Easy, right? (Ahem.) But then things got even more complicated. The one the UK researchers were seeing had the same mutation, among many others. To distinguish it from de Oliveira’s, each got a new designation—appending “V1” on the one from the UK and “V2” on the other. Another similar variant that led back to Manaus, in Brazil, came to be “v3.”
“We’re not trying to name everything. In fact, we’re really explicitly trying not to have more than 10 or 20 names a year, and we’re interested in picking out the most important things,” Hodcroft says. “That’s, like, big changes in the tree. When we see groups that are different in their genetics and they spread, even if it takes a while, in a region or around the world, we give those a Nextstrain clade.”

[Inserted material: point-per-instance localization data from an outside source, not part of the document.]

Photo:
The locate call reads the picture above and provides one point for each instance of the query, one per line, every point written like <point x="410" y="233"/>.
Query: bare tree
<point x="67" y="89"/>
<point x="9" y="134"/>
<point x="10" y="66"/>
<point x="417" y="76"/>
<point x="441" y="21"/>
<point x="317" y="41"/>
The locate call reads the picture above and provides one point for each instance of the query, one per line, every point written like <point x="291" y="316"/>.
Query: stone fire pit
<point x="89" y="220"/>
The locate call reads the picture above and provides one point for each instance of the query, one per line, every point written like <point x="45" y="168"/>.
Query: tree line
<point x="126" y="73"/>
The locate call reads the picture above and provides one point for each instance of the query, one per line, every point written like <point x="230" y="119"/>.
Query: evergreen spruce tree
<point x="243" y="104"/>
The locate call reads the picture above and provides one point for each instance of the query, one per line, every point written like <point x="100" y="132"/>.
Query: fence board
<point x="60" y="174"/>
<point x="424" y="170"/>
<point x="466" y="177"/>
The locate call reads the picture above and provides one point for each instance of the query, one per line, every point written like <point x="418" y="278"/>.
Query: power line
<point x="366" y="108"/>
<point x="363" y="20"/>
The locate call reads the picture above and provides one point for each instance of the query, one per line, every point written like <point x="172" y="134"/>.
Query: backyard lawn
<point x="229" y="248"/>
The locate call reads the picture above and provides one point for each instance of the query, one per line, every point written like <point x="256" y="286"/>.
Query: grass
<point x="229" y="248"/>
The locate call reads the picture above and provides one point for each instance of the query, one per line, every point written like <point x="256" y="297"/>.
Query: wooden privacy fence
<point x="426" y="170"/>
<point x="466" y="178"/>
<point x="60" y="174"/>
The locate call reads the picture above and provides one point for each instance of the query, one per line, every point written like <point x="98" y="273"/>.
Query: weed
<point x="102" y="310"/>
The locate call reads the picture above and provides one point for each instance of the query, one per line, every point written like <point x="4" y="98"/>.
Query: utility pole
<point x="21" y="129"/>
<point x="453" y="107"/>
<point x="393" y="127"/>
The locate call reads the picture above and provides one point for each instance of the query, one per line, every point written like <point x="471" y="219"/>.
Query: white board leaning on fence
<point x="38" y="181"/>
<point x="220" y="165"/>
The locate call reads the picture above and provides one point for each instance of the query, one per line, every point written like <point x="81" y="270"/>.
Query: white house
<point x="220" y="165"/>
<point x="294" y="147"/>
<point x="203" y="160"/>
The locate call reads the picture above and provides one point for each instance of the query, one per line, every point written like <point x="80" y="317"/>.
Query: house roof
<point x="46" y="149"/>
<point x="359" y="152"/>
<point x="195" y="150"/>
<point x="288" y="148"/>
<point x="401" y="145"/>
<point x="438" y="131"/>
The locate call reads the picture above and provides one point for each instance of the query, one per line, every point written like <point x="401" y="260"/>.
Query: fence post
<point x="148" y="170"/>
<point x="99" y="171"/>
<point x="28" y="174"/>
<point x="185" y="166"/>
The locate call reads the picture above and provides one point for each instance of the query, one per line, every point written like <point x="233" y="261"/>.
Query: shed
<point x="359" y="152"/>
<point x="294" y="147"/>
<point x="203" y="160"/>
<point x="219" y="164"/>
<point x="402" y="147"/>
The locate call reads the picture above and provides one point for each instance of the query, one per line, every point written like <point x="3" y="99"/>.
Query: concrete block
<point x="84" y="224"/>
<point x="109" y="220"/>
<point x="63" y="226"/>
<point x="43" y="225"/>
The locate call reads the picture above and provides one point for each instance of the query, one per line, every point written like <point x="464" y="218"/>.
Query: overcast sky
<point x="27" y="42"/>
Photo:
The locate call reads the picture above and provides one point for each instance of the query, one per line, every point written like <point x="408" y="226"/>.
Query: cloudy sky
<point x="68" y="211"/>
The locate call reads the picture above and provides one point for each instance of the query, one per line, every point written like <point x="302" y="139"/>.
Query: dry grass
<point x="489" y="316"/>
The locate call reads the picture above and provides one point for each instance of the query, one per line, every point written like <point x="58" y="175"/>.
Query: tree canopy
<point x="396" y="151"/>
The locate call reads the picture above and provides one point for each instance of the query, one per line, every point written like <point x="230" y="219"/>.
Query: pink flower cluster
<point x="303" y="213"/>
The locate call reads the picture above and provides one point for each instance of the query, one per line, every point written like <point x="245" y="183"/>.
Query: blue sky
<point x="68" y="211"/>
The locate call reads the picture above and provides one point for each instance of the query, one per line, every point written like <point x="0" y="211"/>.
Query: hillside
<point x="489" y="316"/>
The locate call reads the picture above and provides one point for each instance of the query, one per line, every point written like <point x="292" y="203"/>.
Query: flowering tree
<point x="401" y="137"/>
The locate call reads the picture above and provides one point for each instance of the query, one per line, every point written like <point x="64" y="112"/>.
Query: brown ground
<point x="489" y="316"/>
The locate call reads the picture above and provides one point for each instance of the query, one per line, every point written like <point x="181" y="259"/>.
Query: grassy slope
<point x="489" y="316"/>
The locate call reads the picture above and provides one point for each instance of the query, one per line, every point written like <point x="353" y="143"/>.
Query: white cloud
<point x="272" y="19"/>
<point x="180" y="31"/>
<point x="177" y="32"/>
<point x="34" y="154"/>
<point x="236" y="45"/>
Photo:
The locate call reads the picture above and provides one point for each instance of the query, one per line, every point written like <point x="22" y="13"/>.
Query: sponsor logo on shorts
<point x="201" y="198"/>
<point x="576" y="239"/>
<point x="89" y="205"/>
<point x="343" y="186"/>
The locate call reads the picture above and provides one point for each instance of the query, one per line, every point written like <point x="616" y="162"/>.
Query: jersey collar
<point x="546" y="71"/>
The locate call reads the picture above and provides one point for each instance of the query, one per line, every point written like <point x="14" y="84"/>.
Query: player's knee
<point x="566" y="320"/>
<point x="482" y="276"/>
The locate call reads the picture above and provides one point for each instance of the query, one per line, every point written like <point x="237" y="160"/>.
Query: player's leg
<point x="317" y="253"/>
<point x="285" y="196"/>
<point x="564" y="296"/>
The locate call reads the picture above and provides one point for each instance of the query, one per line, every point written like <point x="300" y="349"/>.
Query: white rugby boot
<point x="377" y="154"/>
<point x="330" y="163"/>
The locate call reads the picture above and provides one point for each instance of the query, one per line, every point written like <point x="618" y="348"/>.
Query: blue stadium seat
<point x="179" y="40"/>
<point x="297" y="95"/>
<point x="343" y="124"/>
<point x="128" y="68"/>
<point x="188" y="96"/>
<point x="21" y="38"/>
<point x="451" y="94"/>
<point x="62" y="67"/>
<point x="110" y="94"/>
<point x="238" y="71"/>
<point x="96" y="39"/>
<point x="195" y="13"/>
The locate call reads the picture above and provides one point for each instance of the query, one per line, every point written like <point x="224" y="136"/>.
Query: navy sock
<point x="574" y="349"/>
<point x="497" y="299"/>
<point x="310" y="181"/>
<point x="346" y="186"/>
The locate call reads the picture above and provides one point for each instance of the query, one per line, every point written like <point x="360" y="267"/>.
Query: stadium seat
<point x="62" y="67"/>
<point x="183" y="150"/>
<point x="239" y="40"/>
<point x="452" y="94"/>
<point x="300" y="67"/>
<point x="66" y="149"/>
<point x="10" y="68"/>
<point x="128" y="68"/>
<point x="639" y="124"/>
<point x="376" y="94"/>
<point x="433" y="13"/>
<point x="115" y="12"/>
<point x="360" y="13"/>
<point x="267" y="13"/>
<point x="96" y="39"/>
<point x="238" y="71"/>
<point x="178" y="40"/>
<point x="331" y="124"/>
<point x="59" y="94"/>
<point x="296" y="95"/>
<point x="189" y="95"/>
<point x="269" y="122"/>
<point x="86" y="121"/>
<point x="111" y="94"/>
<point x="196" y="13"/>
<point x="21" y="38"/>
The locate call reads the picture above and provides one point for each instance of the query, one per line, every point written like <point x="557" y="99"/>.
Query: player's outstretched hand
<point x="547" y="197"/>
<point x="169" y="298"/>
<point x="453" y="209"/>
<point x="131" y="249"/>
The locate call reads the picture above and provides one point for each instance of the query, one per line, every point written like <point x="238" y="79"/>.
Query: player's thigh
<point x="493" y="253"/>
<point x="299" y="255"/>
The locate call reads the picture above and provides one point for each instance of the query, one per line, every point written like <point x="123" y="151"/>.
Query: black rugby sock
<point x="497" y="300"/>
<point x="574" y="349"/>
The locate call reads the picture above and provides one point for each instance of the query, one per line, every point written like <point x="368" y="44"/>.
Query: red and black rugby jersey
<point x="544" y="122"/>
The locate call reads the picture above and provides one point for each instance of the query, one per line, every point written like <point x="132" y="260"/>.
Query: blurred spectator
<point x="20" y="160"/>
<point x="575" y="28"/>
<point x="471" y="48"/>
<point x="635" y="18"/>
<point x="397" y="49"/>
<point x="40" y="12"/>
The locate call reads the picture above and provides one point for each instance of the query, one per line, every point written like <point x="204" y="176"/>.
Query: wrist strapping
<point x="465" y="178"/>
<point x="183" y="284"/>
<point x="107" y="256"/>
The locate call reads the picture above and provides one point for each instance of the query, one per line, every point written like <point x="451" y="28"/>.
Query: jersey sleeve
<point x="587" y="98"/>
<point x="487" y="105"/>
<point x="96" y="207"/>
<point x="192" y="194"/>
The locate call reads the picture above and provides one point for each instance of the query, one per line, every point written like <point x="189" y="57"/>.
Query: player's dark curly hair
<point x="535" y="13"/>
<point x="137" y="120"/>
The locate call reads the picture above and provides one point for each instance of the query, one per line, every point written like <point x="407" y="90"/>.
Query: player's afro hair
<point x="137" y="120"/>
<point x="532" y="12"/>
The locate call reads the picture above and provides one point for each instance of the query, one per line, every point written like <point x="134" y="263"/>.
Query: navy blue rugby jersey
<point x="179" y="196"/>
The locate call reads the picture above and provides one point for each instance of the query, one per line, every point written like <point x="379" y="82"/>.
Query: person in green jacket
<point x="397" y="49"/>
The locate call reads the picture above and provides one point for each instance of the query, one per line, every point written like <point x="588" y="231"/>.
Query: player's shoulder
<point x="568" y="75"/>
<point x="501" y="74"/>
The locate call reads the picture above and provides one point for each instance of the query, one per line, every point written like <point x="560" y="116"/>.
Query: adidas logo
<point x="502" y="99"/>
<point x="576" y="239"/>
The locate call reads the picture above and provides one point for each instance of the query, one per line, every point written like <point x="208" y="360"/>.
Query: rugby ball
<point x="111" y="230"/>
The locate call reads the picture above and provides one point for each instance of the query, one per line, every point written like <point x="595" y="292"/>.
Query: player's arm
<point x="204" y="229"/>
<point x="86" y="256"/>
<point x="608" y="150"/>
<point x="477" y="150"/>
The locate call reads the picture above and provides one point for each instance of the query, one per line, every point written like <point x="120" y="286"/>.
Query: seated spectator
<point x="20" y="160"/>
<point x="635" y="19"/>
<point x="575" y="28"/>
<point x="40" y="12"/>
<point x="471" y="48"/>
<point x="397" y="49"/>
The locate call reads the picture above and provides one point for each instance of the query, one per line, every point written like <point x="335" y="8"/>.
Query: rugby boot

That’s not what the other bigwig in the space does, though. It’s analytical software called Pangolin—“Phylogenetic Assignment of Named Global Outbreak LINeages.” So-called Pango lineages start with a letter, initially A or B, designating the first two diverging SARS-CoV-2 sequences that emerged from China in late 2019 and early 2020. Each generation gets a number, and its descendants get an additional number, preceded by a period—but only for three generations. Four or more, and the whole lineage gets assigned to a new letter. Imagine an Obed-begat-Jesse-and-Jesse-begat-David vibe, but with diagrams and genomic receipts. “Lineages are operating on a different resolution. You can have very big ones and small ones, but the idea is to capture the emerging edge of the pandemic,” says Áine O’Toole, an evolutionary biologist at the University of Edinburgh who created Pangolin and is now one of its main developers. “The idea is to have a cluster of sequences that is linked to some sort of epidemiological piece of information.”

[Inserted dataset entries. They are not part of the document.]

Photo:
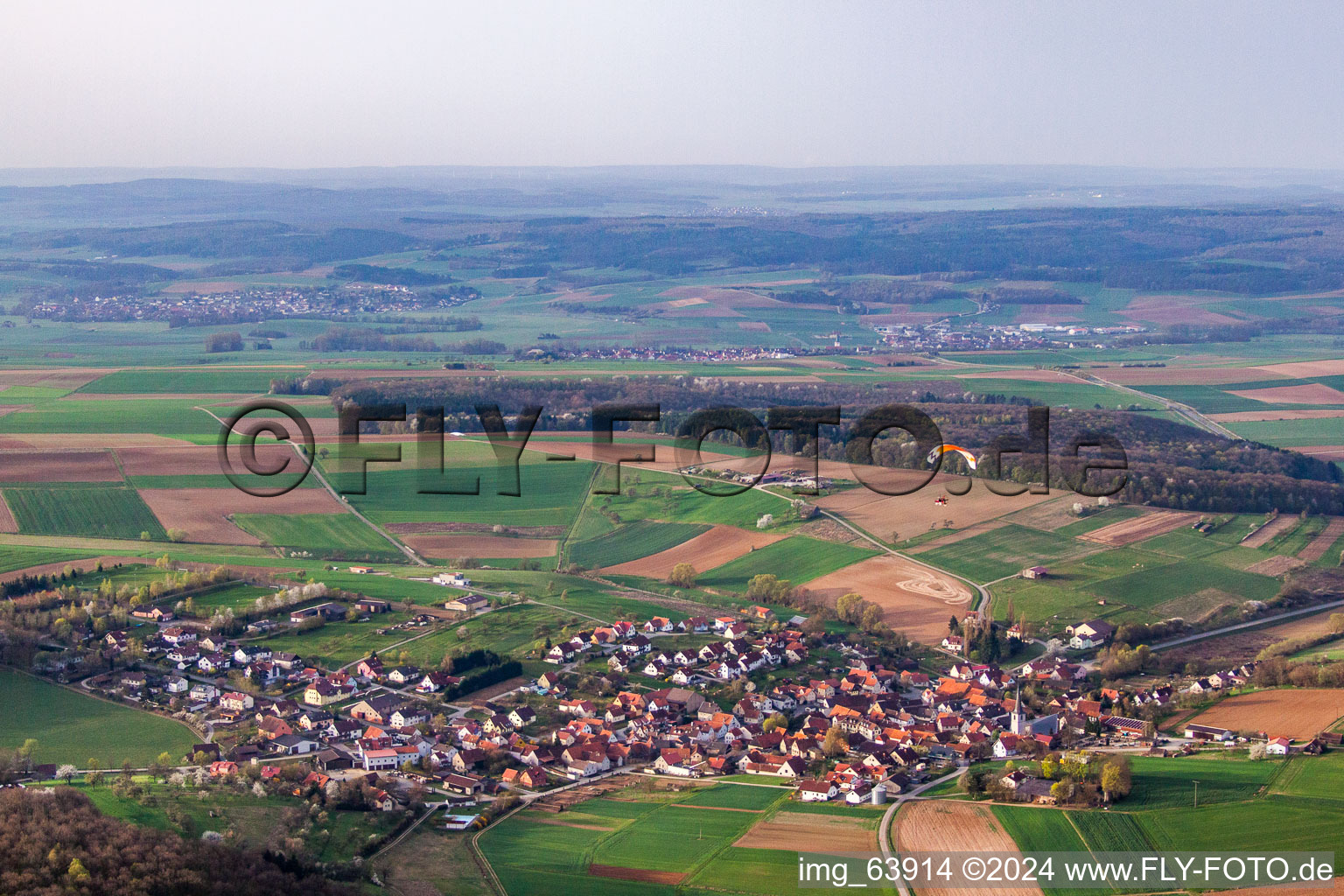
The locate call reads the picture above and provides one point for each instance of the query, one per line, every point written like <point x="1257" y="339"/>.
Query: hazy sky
<point x="1221" y="83"/>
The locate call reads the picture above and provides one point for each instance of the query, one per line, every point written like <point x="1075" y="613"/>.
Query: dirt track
<point x="1140" y="528"/>
<point x="704" y="551"/>
<point x="913" y="598"/>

(After publication, O’Toole emailed me to note that while she had created the Pangolin software, she didn’t come up with the Pango notation used in the nomenclature—that was a bigger team. It’s an important distinction that also proves my point about how hard it is to name things, including the people who name things.)

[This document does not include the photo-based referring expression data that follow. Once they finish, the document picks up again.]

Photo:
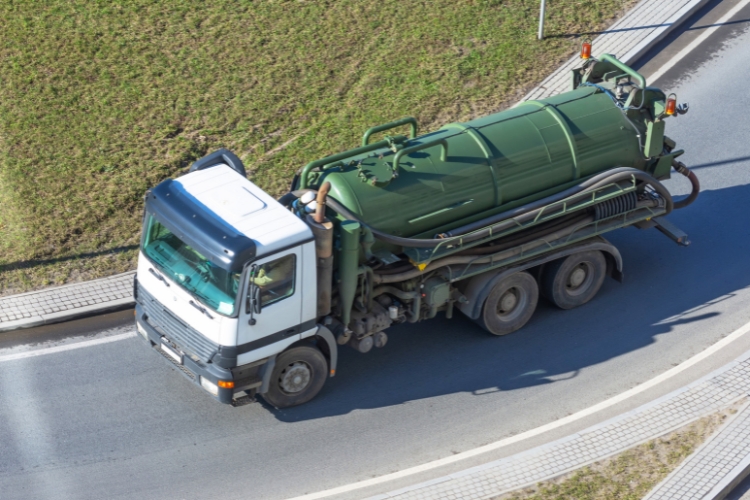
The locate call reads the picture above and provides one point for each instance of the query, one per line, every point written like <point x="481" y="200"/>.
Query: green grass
<point x="100" y="100"/>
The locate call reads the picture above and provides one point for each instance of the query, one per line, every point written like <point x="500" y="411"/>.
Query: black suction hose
<point x="681" y="168"/>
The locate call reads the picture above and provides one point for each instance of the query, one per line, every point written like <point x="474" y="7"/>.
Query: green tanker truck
<point x="246" y="294"/>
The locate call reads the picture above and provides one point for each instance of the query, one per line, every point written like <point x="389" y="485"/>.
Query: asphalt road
<point x="114" y="421"/>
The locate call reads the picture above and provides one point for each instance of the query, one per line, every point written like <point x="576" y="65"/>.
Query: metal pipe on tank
<point x="348" y="268"/>
<point x="322" y="229"/>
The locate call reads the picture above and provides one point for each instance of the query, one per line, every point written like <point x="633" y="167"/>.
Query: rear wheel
<point x="298" y="377"/>
<point x="510" y="304"/>
<point x="574" y="280"/>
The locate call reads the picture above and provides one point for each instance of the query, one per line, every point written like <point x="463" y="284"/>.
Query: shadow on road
<point x="665" y="286"/>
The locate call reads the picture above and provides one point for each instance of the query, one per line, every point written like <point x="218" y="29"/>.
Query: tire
<point x="298" y="377"/>
<point x="510" y="304"/>
<point x="574" y="280"/>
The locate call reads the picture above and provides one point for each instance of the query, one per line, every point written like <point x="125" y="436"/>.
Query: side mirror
<point x="255" y="299"/>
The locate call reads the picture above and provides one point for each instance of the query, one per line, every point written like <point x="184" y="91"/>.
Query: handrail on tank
<point x="419" y="147"/>
<point x="342" y="156"/>
<point x="630" y="71"/>
<point x="387" y="126"/>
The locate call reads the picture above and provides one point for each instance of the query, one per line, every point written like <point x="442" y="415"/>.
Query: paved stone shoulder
<point x="704" y="397"/>
<point x="628" y="39"/>
<point x="714" y="468"/>
<point x="66" y="302"/>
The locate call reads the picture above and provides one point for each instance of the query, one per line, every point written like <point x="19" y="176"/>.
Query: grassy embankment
<point x="100" y="100"/>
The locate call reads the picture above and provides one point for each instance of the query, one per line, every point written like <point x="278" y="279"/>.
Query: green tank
<point x="420" y="186"/>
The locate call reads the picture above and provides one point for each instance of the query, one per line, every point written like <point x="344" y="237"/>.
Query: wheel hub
<point x="577" y="276"/>
<point x="295" y="377"/>
<point x="508" y="301"/>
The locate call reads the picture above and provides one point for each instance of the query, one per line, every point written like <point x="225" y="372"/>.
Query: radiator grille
<point x="186" y="337"/>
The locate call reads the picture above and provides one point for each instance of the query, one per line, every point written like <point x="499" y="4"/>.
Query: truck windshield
<point x="210" y="284"/>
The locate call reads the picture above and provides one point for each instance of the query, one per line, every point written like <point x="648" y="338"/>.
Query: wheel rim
<point x="511" y="304"/>
<point x="579" y="279"/>
<point x="295" y="378"/>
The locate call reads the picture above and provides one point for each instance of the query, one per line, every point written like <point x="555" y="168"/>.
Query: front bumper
<point x="191" y="368"/>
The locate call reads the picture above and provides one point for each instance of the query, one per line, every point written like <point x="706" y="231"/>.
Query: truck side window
<point x="276" y="279"/>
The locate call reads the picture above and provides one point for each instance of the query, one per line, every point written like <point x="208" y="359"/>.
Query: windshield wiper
<point x="158" y="276"/>
<point x="201" y="309"/>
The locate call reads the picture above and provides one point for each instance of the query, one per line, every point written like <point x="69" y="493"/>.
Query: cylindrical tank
<point x="469" y="170"/>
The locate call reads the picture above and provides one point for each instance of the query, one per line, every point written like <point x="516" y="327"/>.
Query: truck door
<point x="278" y="277"/>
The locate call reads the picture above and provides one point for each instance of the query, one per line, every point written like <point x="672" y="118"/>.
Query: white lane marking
<point x="533" y="432"/>
<point x="710" y="31"/>
<point x="66" y="347"/>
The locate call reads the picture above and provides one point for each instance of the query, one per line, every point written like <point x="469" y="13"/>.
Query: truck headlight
<point x="209" y="386"/>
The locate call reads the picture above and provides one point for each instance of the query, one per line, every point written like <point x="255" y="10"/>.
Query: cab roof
<point x="225" y="217"/>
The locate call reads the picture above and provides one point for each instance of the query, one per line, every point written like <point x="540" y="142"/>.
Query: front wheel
<point x="298" y="377"/>
<point x="510" y="304"/>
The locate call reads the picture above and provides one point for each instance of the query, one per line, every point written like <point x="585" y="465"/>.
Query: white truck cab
<point x="223" y="273"/>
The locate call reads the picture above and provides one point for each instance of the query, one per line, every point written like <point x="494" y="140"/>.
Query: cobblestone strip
<point x="628" y="39"/>
<point x="699" y="475"/>
<point x="64" y="302"/>
<point x="657" y="418"/>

Pangolin has a tricky bit. Anyone working on a viral genome can use the software to try to figure out whether they have something new, and where it might fit with all the known lineages (with data pulled from GISAID, just as Nextstrain does). But making a final call on whether a strain is indeed new, and deserves a different spot in the heuristic—its Pango lineage—is up to actual living people on the team and suggestions from scientists in the field. “I think maybe it’s something we need to work harder on, to try to convey there’s a difference between lineage designation and lineage assignment,” O’Toole says. “When we designate lineages, that’s just based on what we know. If you’ve got a new lineage and we haven’t seen it, Pangolin won’t be able to assign it, because it can’t predict lineages that will arise in the future. So there is a lag.”